Justin Chon’s Ms. Purple delves into the world of an estranged Asian-American family in Los Angeles. Kasie (Tiffany Chu) must resort to prostitution to pay for her dying father’s care while her layabout brother Carey (Teddy Lee) is ambivalent about pitching-in. The film is entitled “Purple” for an obvious on screen reference but the movie is thematically a noir, pitting good against evil in a maelstrom of corruption in Koreatown’s underworld. Great directing and acting.

Loro is yet another extravagant - and in some ways a choreographed masterpiece – by Paolo Sorrentino, a depiction of the gluttony of over the top materialism among Italy’s extreme upper class. In this case the subject is disgraced former Italian Prime Minister Silvio Berlusconi and his crowd of handlers and groupies (Loro is Italian for “them”). Like his 2013 film The Great Beauty, the director is obsessed with the theatre of the decaying elite, rotting before our eyes like overripe fruit, and he shows this through immense displays of bacchanalia. Berlusconi, played by Toni Servillo, comes across as not just corrupt but as an exceedingly charming and persuasive showman, though his speech about being representative of capitalism is nothing but the director’s, who co-wrote the script, own left wing political cant.
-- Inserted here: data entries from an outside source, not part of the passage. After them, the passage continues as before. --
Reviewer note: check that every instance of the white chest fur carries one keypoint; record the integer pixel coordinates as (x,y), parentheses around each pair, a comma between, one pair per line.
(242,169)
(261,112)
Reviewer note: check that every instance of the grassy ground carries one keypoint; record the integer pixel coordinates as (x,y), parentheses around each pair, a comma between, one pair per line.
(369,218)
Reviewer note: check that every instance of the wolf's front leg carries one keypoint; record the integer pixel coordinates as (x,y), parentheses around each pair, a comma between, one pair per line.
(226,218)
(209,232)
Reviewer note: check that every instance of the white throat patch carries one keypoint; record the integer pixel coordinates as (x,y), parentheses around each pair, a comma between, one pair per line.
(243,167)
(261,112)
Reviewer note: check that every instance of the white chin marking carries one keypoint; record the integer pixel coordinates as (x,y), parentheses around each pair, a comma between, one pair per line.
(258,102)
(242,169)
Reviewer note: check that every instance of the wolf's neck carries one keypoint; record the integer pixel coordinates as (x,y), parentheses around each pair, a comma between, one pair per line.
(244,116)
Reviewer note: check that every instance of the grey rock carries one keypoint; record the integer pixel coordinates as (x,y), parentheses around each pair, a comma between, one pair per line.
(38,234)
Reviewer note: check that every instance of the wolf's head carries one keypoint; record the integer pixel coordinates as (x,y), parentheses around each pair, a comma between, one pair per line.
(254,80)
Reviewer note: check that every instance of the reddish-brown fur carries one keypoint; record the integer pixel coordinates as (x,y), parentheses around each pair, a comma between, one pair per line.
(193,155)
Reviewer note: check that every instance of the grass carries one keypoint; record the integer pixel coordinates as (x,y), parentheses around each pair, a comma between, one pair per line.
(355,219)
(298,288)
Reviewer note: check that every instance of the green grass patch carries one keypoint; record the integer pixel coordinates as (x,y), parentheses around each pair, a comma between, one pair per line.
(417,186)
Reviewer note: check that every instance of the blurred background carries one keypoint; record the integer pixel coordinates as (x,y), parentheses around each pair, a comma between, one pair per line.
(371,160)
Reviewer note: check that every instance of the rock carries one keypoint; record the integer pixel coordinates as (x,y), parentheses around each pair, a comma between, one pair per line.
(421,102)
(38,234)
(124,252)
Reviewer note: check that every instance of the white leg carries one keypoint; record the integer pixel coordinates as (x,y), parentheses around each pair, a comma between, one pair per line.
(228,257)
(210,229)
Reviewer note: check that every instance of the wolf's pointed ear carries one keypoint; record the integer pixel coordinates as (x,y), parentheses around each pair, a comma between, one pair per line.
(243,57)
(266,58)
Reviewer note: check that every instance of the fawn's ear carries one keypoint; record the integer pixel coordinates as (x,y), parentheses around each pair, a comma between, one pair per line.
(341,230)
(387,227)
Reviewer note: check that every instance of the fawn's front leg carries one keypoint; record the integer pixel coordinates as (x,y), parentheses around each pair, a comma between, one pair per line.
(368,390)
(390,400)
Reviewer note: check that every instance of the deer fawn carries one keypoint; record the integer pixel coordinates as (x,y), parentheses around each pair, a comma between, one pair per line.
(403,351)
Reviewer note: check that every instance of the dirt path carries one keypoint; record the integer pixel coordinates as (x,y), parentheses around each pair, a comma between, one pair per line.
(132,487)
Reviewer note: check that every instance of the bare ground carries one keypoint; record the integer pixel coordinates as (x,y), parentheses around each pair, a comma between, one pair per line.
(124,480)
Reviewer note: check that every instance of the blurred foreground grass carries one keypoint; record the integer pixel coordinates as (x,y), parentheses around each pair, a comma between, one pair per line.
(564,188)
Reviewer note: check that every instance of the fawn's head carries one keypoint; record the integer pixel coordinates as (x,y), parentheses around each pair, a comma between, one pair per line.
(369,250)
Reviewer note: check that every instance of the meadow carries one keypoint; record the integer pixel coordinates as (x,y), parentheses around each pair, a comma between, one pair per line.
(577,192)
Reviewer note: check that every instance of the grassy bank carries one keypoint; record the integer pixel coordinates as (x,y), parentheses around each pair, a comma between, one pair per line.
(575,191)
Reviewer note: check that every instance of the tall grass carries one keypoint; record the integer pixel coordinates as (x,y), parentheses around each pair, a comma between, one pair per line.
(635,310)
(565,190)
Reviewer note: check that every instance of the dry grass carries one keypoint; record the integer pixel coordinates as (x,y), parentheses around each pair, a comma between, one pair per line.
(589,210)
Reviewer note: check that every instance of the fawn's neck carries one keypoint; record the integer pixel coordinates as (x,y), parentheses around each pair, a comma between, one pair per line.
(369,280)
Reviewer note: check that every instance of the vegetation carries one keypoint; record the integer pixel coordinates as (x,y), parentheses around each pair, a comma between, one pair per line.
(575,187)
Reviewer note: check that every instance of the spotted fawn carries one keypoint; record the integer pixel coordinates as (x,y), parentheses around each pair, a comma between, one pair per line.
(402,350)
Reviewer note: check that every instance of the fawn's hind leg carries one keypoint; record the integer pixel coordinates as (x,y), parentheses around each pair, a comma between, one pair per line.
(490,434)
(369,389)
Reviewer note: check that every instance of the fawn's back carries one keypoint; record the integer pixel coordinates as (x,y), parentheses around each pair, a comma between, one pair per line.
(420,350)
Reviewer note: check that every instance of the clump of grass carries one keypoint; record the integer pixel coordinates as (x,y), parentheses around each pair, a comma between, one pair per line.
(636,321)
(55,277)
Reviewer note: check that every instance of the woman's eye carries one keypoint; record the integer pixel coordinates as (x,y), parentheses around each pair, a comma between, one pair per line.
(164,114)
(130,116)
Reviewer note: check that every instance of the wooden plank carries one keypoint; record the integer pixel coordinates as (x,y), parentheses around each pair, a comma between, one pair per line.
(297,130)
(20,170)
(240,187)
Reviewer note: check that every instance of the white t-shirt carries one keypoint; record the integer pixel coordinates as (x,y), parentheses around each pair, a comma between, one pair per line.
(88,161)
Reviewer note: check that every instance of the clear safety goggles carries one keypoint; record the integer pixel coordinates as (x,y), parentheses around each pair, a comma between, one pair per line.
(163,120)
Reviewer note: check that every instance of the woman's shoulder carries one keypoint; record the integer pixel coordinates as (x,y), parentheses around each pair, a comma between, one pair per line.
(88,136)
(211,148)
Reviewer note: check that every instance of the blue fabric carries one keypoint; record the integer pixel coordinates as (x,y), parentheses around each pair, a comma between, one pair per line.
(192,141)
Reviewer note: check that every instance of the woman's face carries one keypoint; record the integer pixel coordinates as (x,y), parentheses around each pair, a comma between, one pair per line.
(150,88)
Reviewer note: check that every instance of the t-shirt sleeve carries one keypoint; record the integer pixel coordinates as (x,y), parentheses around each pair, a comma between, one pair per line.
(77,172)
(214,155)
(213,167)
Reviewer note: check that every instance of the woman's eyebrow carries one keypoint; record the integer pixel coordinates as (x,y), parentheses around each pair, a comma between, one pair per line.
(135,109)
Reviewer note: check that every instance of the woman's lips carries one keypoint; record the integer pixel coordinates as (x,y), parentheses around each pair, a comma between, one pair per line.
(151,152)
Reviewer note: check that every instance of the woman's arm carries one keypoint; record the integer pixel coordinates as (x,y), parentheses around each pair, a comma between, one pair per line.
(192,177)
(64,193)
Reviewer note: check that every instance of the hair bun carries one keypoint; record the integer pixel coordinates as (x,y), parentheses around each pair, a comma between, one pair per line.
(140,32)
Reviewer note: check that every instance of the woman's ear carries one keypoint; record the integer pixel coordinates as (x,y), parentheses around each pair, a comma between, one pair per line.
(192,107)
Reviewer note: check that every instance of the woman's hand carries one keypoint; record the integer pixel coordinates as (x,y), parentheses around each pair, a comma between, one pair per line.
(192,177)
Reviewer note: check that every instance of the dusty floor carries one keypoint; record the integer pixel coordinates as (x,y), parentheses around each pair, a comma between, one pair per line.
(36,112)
Miles Davis: Birth of the Cool is director Stanley Nelson’s tribute to perhaps the greatest modern jazz musician. Nelson covers all the bases in this almost two-hour long film, from the little-known story of Davis growing up in a household of combative parents in East St. Louis, to his joining the Billy Eckstine band and his meeting Charlie Parker and Dizzy Gillespie. The film is best at pointing out the divide between Davis’s irascible and exceedingly cold exterior and the sublime emotional warmth of his songs, notably on cuts on the revolutionary albums Kind of Blue and Sketches of Spain. It also doesn’t spare Davis of his well-known personal flaws, indeed bad treatment of women including assaults, and his waves of drug addiction, remerging in the modern rock era as a jazz fusion artist. Strong interviews with various jazz greats (Herbie Hancock, Archie Shepp, Wayne Shorter, among others) give poignant comment, the one flaw being Davis’s most beloved wife Frances Davis who obviously can’t be accused of false modesty.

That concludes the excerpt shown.